About Dameun Strange
He/Him | Dameun Maurice Strange is a sound artist, multi-instrumentalist, and composer whose conceptual chamber works, electronic works, and operas are focused on stories of the African diaspora, often exploring Afrofuturism themes. Strange is compelled to express through sound, music, and poetry the beauty and resilience of the Black experience, digging into a pantheon of ancestors to tell stories of a triumph while connecting the past, present, and future. While his sound experiments have many dimensions, he uses West African polyrhythms, synthesizers, and other electronic tools, contemporary jazz harmonic explorations, along with founding sounds and historic recordings to create modern afro-futurist performances that disrupt the notion of genre.
Strange was raised in Washington, D.C., and got his start with music at age five as a member of the DC Youth Orchestra program and an interest that continued to be cultivated at Metropolitan AME Church where he was a featured saxophone soloist throughout his high school years. Strange currently lives in Saint Paul, MN, where he has been a featured lecturer and panelist on art in the community, Afrofuturism, and art in the 21st Century at Macalester College, the University of MN, Penumbra, and other Twin Cities institutions.
Strange is an award-winning composer, Aspen Ideas Festival Scholar, and a featured composer with Alternative Motion Project for six years. The Cedar Cultural Center, International renowned artist Seitu Jones via the McKnight Foundation, Ananya Dance Theatre, is among his most recent commissioners. In 2017, Strange premiered his first full-length opera, Mother King, inspired by the life and death of Alberta Williams King with his upstart opera collective, OperaRising 52. He has also been a featured writing contributor with Pollen Midwest and Nourrir Magazine. Aside from his creative pursuits, Strange is an arts advocate with anti-racism as a foundation and a creative consultant to leaders and organizations in the for-profit, nonprofit and public sectors. Dameun currently is Director of Community and Belonging for the American Composers Forum.
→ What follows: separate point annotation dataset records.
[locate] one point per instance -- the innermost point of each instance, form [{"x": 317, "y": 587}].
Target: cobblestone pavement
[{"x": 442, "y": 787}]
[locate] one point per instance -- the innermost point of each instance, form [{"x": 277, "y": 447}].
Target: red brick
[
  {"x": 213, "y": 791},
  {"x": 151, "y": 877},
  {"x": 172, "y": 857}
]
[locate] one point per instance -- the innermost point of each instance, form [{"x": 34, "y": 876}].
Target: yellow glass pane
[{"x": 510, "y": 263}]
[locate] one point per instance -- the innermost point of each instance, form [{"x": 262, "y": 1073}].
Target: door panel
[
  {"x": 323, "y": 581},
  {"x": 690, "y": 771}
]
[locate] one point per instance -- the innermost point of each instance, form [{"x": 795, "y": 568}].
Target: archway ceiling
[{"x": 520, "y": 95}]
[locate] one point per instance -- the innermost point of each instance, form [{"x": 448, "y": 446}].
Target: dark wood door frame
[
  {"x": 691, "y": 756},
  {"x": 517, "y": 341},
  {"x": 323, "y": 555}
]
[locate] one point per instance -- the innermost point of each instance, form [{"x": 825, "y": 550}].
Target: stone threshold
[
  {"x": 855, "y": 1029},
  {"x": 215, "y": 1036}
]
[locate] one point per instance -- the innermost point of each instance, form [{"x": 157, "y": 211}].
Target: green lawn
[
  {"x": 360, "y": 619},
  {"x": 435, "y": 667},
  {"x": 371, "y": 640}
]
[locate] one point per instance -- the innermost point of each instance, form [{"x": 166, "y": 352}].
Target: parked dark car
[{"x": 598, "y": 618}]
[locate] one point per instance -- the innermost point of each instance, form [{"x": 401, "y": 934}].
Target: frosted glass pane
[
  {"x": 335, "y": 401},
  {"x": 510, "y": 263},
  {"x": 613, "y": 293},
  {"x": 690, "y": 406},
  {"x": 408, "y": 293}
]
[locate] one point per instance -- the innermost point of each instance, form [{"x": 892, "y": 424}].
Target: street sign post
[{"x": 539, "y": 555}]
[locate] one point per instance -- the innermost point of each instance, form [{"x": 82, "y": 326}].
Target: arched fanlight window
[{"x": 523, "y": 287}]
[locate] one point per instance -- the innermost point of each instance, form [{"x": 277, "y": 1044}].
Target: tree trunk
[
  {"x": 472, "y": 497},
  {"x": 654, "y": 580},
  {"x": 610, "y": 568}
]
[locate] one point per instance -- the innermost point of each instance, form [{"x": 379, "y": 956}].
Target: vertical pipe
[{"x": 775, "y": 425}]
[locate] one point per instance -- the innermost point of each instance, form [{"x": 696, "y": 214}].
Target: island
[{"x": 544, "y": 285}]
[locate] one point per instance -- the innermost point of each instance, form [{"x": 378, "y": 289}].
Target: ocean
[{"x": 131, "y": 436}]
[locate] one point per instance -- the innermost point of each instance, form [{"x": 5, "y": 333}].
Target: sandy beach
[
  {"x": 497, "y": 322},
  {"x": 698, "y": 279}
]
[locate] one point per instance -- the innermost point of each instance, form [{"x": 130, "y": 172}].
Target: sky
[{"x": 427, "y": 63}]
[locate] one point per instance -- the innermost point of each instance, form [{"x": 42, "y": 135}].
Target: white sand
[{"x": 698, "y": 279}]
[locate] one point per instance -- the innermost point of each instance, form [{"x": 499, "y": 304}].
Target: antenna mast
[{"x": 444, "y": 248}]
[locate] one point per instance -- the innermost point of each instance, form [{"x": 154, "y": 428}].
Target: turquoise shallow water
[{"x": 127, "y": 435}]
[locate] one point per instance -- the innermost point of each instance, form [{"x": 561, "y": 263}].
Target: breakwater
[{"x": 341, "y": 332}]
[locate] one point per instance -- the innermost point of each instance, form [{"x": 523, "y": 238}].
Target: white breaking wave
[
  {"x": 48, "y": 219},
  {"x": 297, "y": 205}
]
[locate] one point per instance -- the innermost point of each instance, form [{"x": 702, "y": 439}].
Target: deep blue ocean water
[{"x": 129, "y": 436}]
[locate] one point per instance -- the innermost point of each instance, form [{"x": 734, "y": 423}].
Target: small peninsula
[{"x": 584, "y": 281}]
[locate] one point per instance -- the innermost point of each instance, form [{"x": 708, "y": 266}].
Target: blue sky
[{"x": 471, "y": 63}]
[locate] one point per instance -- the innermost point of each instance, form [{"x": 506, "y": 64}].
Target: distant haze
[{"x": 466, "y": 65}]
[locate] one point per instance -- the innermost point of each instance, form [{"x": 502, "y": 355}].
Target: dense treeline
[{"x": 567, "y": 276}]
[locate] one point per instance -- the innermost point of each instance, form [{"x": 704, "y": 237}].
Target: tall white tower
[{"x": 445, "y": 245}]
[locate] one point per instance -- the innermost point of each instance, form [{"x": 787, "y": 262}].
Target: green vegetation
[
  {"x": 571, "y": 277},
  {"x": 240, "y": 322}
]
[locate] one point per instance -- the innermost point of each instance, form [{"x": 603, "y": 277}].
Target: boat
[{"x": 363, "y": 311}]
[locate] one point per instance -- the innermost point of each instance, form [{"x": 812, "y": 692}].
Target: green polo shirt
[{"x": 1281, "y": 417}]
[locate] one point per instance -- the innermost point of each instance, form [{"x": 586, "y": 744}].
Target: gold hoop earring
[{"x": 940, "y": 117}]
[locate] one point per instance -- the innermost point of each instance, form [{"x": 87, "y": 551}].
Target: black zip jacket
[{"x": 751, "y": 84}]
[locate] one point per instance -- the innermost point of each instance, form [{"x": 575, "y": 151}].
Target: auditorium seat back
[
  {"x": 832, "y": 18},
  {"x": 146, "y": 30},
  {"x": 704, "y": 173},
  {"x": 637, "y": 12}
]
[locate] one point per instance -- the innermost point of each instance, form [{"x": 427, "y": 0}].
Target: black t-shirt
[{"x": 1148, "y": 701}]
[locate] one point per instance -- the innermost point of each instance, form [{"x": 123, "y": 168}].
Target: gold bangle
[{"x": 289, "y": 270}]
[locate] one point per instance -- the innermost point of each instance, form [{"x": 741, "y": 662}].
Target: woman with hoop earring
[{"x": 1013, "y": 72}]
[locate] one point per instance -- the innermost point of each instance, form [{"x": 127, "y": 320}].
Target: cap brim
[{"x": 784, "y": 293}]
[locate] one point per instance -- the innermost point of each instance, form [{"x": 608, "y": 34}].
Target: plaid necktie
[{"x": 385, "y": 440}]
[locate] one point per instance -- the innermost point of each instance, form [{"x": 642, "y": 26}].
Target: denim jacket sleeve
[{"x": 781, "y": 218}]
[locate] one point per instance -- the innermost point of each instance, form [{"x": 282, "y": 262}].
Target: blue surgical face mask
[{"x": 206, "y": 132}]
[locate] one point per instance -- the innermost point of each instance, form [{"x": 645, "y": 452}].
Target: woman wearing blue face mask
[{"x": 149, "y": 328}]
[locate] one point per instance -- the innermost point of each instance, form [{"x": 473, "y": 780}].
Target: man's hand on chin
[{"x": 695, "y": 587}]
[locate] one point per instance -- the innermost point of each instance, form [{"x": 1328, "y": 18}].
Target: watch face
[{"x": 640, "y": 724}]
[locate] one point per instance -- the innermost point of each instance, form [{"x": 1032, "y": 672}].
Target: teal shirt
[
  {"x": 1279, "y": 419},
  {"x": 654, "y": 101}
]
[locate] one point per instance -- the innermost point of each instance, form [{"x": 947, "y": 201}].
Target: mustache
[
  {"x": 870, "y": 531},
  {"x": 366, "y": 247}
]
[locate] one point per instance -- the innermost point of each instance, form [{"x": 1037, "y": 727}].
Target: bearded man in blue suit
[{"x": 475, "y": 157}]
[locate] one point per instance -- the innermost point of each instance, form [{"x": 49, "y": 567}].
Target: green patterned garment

Strange graduated from Macalester College with a Bachelor’s of Art in music, focusing on African drumming and composition and English (poetry writing). He has worked with such artists as J. Otis Powell, Ananya Chatterjea, Sage Francis, Sha Cage, Leslie Parker and has been a featured performer on concerts celebrating the work of Thurston Moore and Henry Threadgill. Dameun is a 2018 recipient of the American Composers Forum Create Grant and the 2019 Jerome Hill Fellowship.
About Sun Yung Shin
She/Her | 신 선 영 Sun Yung Shin is a poet and collaborative artist. Her fourth book of poems, The Wet Hex, will be published by Coffee House Press in 2022. She is the editor of three prose anthologies: What We Hunger For: Refugee & Immigrant Stories about Food & Family; A Good Time for the Truth: Race in Minnesota; Outsiders Within: Writing on Transracial Adoption; as well as the author of two books for children. She is the maker behind Tyger Tyger Jewelry, which is sold at Chicago Avenue Fire Arts Center and online on IG and tygertygerstudio.com. She is also a community healing practitioner & bodyworker, creative writing teacher, and equity consultant. With poet Su Hwang she co-directs Poetry Asylum in Minneapolis.